29/01/2021 - 3 grandes nomes da dança para se inspirar


Janet Collins

Janet Faye Collins foi a primeira bailarina negra no Metropolitan Opera, coreógrafa e professora afro-americana. Seu legado artístico é de suma importancia para o florescimento de artistas negros na dança teatral. 

Nascida em 2 de março de 1917, uma das seis crianças de um alfaiate e uma costureira, em New Orleans, Louisiana, região herdeira de uma das mais cruéis facetas do sistema escravocrata estadunidense.

Collins também era uma talentosa artista plástica e sua família incentivou-a a renunciar à dança pela pintura, o que na época oferecia mais oportunidades aos negros. Estudou arte em Los Angeles City College e na Los Angeles Art Center School. Embora estudante de arte com uma bolsa de estudos, continuou a estudar dança.Estudou música hebraica com o compositor Ernest Bloch, dança moderna sob Lester Horton, dança espanhola com Angel Casino, coreografia com DorisHumphrey e HanyaHolm e tantas outras figuras importantes, comoAdolphBolm, CarmelitaMaracci e Mia Slavenska.

Ainda muito jovem, aos 15 anos,foi aprovada na audição do prestigiado Ballet Russe de Monte Carlo quando a companhia se apresentou em Los Angeles durante sua turnê americana. Na companhia de LeonideMassine, da União Soviética de 1932 jáestalinizada, não ingressou porque recusou-se a pintar o rosto e toda pele de branco para dançar (exigência muito comum no ceio das artes cênicas). "Eu pensei que o talento importava, não a cor", disse certa vez à U.S. News & World Report. E que quando ela chegou em casa chorando, sua tia Adele disse-lhe para continuar praticando: "Não tente ser bom, tente ser excelente."
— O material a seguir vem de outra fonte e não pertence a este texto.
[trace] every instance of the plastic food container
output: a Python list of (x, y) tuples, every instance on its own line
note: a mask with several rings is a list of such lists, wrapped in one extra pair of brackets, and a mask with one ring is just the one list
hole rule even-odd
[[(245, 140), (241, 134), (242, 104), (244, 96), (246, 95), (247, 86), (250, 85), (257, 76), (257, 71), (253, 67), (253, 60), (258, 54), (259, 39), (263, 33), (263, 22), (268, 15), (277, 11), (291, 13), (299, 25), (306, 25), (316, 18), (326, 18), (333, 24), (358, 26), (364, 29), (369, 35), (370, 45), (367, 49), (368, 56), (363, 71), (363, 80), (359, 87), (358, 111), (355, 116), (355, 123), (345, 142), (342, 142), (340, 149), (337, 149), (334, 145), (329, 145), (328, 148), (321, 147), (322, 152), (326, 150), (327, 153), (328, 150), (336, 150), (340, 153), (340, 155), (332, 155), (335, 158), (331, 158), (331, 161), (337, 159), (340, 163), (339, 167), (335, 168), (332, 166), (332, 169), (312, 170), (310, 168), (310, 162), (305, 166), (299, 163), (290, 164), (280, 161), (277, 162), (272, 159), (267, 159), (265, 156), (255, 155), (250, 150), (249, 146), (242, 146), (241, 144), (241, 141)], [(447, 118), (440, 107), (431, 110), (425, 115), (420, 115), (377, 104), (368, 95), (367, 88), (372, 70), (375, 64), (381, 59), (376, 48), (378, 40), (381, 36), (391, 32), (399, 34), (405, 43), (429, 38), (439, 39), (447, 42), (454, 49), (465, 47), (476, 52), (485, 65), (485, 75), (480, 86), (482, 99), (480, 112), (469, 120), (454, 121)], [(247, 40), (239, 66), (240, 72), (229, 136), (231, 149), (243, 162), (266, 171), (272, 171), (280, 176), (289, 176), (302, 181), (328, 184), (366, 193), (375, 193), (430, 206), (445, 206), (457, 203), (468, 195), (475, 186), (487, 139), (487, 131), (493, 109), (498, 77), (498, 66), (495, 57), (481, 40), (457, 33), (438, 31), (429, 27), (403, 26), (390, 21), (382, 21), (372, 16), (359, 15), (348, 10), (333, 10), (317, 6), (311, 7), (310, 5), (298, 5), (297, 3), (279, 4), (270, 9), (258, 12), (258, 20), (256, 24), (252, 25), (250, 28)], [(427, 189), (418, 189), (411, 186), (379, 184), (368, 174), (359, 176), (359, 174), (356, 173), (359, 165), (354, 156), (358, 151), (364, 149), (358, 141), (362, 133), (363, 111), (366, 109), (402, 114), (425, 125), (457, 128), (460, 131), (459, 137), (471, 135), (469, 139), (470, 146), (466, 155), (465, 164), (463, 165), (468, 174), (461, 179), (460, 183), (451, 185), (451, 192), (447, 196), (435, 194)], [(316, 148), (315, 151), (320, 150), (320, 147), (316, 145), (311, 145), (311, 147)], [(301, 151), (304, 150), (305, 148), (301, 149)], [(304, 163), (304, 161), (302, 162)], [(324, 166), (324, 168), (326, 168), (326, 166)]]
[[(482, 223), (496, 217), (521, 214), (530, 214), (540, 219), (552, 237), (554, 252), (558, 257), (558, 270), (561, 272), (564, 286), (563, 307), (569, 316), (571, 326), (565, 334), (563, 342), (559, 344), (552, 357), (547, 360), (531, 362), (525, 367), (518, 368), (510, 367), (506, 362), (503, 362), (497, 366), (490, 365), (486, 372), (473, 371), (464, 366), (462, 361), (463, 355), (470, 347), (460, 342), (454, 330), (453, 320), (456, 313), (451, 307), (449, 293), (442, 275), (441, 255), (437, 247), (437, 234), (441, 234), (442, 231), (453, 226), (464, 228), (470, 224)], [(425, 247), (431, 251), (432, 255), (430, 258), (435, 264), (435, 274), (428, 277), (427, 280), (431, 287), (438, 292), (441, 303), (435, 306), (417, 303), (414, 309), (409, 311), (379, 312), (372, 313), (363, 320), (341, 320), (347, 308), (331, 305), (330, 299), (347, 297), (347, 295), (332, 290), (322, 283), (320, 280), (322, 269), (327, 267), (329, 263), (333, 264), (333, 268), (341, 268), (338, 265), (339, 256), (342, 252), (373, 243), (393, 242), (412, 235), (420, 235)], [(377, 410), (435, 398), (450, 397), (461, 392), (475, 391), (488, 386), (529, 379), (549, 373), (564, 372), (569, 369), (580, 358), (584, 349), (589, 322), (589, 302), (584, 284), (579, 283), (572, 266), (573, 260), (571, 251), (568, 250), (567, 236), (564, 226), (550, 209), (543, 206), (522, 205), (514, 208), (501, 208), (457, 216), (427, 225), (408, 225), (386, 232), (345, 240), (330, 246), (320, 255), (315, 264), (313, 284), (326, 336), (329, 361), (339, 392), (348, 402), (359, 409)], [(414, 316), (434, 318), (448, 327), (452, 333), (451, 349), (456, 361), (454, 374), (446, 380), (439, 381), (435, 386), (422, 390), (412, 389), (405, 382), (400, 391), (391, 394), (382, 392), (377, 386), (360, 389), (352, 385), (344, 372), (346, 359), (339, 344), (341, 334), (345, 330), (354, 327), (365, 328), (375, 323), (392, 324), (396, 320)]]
Mudou-se para Nova York em 1948, em 1951 tornou-se a primeira bailarina afro-americana a ser contratada em tempo integral pelo Metropolitan Opera em Nova York, assim que ZacharySolov, o novo mestre de balé do Metropolitan Opera, a viu dançar. Mais tarde participou de filmes e de inúmeros programas de TV, recebendo bolsas de estudo e outros diversos prêmios, incluindo o reconhecimento da comunidade negra.

Quando saía de  Nova York, onde tinha certo reconhecimento, não tinha a mesma recepção que os demais bailarinos, era impedida de entrar em espaços públicos, por exemplo.

A presença de Janet no Ballet, dança originada das cortes europeias e codificada a partir de corpos brancos, questionou padrões seculares e provou que mulheres negras podem e devem ocupar importantes papéis no universo da dança.

 Para saber mais sobre o seu trabalho: 

- Brave Ballerina: The Story of Janet Collins. pode ser adquirido também no formato kindle. 


Pearl Primus 

Pearl Eileen Primus era uma dançarina, coreógrafa e antropóloga americana. Primus desempenhou um papel importante na apresentação da dança africana ao público americano. No início de sua carreira, ela viu a necessidade de promover a dança africana como uma forma de arte digna de estudo e performance.

Primus acreditava em pesquisas sólidas. Sua busca meticulosa por bibliotecas e museus e seu uso de materiais de fontes vivas a estabeleceram como uma estudiosa de dança. Se concentrou em questões como opressão, preconceito racial e violência. Seus esforços também foram subsidiados pelo governo dos Estados Unidos, que incentivou empreendimentos artísticos afro-americanos.

Para saber mais sobre o seu trabalho: 

- The Dance Claimed Me: A Biography of Pearl Primus. de Murray Schwartz, Peggy Schwartz

Alvin Ailey 

Alvin Ailey foi um grande coreógrafo conhecido pelo seu estilo altamente teatral e moderno!

As religiões de matrizes africanas foram, muitas vezes, pano de fundo de suas apresentações. Tornou-se um dos coreógrafos e ativistas mais reconhecidos do mundo, sempre celebrando as diferenças e a luta pelos direitos civis.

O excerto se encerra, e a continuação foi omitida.